Off-center impulse equations

Question

A rigid steel bar with mass $M$ is hit sideways (very close to its end) by a steel ball with mass $m$ and velocity $v$. What are the equations of motion after elastic impact and how about conservation of momentum and energy?

Answer 1

A rod of mass $M$ and length $\ell$ has mass moment of inertia $I = \frac{M}{12} \ell^2 $. The impact at a distance of $c = \frac{\ell}{2}$ from the center of mass imparts an impulse $J$, while an equal and opposite impulse $-J$ is applied to the projectile mass $m$.

The projectile is going to bounce with velocity $v_B = v - \frac{J}{m}$. The center of mass of the rod is going to start moving with velocity $v_C = \frac{J}{M}$ while the rod rotation is going to be $\omega = \frac{c J}{I}$.

The linear velocity of the point of impact is thus $v_A = v_C + \omega c = \frac{J}{M} + \frac{c^2 J}{I} $.

The law of impact states that the final separating velocity is a fraction of the initial impacting velocity. $ v_A - v_B = \epsilon v $, where $\epsilon$ is the coefficient of restitution. Putting it all together yields: $$J = (1+\epsilon) \mu v $$$$\mu = \left( \frac{1}{m} + \frac{1}{M} + \frac{c^2}{I} \right)^{-1} $$

The term $\mu$ is called the reduced mass of the system, and it can be viewed as the effective mass of the impact. It converts the impact speed $v$ into momentum $\mu v$. Depending on the bounciness the exchanged momentum (impulse) is between $ J = \mu v \ldots 2 \mu v $. Back substitute $J$ into the equations above to find $v_C$, $\omega$ and $v_B$.

Answer 2

This is a standard rotational motion problem.

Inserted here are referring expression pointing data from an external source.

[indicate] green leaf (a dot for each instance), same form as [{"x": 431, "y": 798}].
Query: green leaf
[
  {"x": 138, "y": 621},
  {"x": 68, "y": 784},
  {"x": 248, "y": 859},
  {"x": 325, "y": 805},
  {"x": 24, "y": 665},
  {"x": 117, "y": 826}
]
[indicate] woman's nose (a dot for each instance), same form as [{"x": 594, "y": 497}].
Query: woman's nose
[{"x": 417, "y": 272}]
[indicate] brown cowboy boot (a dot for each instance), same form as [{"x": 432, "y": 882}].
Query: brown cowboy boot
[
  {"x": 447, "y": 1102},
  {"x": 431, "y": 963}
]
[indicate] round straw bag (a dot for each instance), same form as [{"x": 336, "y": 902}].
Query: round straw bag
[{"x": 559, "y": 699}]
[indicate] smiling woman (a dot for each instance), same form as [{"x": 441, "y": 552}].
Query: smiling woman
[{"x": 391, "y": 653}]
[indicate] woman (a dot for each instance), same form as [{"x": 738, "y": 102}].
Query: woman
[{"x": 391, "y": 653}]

Use conservation of linear momentum for the translational motion.
Use conservation of angular momentum about any axis noting that some axes make the algebra easier than others.
Use conservation of kinetic energy as the collision is stated to be elastic.

Answer 3

Let us take the system - Rod + Ball

Let the final velocity of center of mass of rod and ball be $ v_1 $ and $ v_2 $ respectively.

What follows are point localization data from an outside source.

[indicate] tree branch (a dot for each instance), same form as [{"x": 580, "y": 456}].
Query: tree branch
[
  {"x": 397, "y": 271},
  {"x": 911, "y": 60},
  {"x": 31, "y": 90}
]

As there is no net external force on the system, the net linear momentum of the system will be conserved. $ mv = Mv_1 + mv_2 $

And, as there is no net external torque about the COM of the system, the angular momentum of the system about it's COM will be conserved.

This will give you one more equation with $ v_1 $, $ v_2 $ and $ v $.

Solve both equations simultaneously to get the results.

Answer 4

The linear motion of the bars center in the direction of the ball will be as if the ball had hit the bar at its center. The ball will bounce off the bar in the exact opposite direction but with reduced speed. The ball will also make the bar rotate around its center with some angular velocity. After impact, the sum of the translational energy of the ball and the bar and the rotational energy of the bar must equal the translational energy of the ball before impact (assuming no friction or deformation energy during impact). In this example, the conservation of momentum only seems to apply to the translational motion and does not include conservation of angular momentum?